Sobre a segunda parte da pergunta, acho que a tradução pode ser vista como um texto novo se considerarmos que aquele texto nunca tinha sido escrito antes daquela maneira na língua de chegada. Se não existe um sentido anterior à escrita e o sentido se dá durante a produção do texto, então a tradução é sim esse texto novo (mesmo que se aproxime muito do texto original).
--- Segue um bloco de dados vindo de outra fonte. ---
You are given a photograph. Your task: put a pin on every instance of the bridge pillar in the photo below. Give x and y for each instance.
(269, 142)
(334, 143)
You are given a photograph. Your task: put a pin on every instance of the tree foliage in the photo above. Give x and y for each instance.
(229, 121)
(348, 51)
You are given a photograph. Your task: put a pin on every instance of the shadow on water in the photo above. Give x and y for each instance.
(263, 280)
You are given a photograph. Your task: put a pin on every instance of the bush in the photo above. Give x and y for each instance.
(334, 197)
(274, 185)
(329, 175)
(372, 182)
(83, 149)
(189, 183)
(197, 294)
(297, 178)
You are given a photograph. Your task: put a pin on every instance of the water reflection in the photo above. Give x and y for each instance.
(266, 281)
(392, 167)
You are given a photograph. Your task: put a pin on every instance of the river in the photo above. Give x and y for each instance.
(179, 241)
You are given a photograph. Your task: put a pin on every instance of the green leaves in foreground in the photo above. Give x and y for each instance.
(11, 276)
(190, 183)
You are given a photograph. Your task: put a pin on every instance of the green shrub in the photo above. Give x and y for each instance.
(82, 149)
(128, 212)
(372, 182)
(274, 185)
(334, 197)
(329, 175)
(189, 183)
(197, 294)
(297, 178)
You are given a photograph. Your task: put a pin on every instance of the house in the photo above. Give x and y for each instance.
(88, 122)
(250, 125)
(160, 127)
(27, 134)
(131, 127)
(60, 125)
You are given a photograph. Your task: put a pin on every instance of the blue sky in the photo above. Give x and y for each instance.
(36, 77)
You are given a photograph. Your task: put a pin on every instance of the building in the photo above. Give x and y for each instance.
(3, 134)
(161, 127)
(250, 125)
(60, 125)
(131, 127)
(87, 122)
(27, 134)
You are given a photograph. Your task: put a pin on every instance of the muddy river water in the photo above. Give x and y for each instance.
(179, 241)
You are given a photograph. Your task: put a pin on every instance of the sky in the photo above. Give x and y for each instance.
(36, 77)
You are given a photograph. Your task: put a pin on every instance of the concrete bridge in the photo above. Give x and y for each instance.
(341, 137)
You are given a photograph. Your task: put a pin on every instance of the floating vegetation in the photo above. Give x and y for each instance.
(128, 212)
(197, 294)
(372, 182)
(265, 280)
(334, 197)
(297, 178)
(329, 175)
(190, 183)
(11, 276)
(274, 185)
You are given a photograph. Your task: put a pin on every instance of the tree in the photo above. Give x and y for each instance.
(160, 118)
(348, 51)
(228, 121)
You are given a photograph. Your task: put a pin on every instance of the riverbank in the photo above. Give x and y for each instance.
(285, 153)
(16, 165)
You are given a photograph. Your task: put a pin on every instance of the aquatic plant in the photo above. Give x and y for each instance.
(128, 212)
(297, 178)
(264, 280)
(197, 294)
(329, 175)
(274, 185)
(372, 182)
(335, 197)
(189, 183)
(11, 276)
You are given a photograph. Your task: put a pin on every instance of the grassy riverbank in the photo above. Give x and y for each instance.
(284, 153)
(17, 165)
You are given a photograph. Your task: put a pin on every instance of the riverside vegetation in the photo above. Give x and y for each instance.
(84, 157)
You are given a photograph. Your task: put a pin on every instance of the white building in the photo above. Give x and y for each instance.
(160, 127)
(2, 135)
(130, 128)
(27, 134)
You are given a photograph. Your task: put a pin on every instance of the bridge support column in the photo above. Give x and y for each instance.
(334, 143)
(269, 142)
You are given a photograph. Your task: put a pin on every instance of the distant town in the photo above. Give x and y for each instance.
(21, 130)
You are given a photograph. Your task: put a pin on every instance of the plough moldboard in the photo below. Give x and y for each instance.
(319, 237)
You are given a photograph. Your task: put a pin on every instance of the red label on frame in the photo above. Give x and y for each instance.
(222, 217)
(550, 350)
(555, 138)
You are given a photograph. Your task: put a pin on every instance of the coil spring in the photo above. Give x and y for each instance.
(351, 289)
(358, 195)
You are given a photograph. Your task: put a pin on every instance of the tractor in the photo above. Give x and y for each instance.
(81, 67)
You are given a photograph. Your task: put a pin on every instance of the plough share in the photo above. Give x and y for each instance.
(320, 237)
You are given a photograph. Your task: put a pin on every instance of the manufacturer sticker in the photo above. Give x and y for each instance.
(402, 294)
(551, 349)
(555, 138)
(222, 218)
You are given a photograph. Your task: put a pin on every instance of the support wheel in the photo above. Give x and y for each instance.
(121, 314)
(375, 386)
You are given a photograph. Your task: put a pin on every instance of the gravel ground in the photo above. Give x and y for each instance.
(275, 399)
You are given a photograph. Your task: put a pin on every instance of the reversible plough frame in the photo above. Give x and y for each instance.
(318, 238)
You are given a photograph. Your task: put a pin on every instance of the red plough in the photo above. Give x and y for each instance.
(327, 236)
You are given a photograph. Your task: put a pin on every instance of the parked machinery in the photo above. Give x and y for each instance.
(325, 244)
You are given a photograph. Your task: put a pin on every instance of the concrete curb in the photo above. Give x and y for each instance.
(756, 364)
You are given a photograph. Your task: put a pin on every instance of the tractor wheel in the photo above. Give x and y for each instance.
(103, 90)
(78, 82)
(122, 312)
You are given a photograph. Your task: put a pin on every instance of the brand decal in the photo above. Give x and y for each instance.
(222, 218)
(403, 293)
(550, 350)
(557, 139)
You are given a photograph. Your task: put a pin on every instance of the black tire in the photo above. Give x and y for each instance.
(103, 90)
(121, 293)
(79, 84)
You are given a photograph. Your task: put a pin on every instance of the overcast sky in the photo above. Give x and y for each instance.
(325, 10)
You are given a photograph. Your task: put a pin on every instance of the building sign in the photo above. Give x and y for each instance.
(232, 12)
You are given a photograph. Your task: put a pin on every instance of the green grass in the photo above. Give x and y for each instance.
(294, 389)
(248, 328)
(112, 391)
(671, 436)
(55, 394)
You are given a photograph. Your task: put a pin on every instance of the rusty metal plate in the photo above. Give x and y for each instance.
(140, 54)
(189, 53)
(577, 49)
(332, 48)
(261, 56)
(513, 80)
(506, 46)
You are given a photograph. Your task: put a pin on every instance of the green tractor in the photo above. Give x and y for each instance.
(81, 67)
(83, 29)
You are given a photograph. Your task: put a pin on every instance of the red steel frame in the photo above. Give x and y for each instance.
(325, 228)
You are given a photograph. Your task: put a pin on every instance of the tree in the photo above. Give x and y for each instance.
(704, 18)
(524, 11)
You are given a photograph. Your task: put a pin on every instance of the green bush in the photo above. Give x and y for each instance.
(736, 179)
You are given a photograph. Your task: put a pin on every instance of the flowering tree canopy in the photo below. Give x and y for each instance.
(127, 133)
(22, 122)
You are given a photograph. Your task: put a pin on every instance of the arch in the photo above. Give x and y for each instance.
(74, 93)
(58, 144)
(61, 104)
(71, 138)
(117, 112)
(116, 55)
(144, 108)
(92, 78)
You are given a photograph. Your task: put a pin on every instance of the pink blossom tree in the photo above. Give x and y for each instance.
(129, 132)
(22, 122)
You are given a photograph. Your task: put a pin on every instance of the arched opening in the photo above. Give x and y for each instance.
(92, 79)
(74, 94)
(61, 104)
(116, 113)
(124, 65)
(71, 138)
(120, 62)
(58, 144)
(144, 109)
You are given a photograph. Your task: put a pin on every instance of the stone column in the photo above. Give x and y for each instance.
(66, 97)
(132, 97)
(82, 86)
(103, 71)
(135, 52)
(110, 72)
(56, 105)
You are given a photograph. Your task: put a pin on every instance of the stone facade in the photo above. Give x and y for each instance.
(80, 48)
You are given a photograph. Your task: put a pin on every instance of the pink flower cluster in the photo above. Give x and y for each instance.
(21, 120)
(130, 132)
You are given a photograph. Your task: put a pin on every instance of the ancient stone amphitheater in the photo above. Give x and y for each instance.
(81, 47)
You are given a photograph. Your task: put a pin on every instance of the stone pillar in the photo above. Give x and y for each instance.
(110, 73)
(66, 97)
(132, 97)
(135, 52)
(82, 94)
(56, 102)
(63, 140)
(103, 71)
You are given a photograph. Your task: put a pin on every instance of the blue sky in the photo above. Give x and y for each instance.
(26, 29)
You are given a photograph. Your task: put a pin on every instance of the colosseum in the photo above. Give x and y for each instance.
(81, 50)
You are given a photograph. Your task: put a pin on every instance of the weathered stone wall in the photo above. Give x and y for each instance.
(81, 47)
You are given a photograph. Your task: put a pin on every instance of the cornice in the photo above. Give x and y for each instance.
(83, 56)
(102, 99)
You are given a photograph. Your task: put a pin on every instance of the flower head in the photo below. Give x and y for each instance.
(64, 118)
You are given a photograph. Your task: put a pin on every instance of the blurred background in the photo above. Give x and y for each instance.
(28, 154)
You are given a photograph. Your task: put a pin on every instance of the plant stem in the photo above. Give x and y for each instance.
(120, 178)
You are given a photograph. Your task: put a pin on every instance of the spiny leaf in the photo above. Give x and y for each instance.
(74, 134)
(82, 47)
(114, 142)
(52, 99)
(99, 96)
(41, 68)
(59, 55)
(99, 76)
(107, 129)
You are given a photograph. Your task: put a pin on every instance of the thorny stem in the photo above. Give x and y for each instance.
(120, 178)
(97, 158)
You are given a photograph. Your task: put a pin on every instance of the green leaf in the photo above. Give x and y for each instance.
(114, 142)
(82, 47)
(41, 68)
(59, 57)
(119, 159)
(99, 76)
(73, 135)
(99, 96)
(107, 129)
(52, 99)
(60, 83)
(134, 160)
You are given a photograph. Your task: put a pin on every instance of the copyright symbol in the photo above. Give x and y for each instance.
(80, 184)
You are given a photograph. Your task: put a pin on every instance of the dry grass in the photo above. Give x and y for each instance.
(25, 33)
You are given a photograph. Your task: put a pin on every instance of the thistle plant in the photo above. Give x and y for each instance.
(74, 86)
     Recentemente fiz uma experiência que busca falar um pouco disso na própria forma do texto: escrevi o poema “Paris não tem centro” em francês e pedi para a poeta Érica Zíngano traduzir o poema para o português. A versão final do poema (em português) é dela e não minha, mas como normalmente eu escrevo em português (e é a minha língua), ao publicar essa versão do poema em português, ele tende a ser lido como se fosse um “original”. Ao fazer a referência à Érica, não quis colocar “Tradução de”, pois isso levaria o leitor a pensar o texto como uma tradução e eu queria que fosse visto como um original. Então combinamos que ela entraria no poema como personagem, ou seja, como a tradutora do poema. De algum modo queria que essas nuances fizessem ele ser lido como um original e uma tradução ao mesmo tempo. (o poema saiu como plaquete aqui https://www.7letras.com.br/paris-n-o-tem-centro.html)

dani e diogo: A poesia é uma forma de resistor?

m: Toda vez que leio essa pergunta, rio e sinto que não sei responder. Saio do computador e volto e releio: outra vez, rio. No livro, ela entra como pergunta justamente porque não sei o que responder. O que vocês acham? Como produzir uma “resistência”, esse espaço, essa espécie de quadrado que desenhamos com o dedo no ar para poder colocar a cabeça dentro e pensar e escapar da velocidade das coisas?
     No poema citado por vocês, eu cito uma pergunta anterior a essa que era: “a poesia é uma forma de resistência?”. Eu não conseguia responder porque achava que se respondesse “sim”, não haveria nenhuma resistência. Como o poema poderia resistir sem resistência? Eu achava que era preciso descolar (ou deslocar) a palavra “resistência” do sentido corrente dela. Então, queimou a “resistência” do chuveiro e achei que esse podia ser um tipo de descolamento. Por outro lado, o google sugeriu na função autocompletar a palavra “resistor”, que também me pareceu operar um deslocamento. Juntando essas duas formas de descolar, achei que podia desenhar o tal do quadrado com o dedo. Mas agora que chegamos nessa forma, será que daria para dizer que a poesia é uma forma de resistores e simplesmente dizer sim? Eu não sei responder, e tendo a dizer que não, que o resistor seria esse processo, essa tentativa de encontrar ferramentas em algum momento específico que deem conta de algo específico. Não poderia dizer sim ou não e pronto.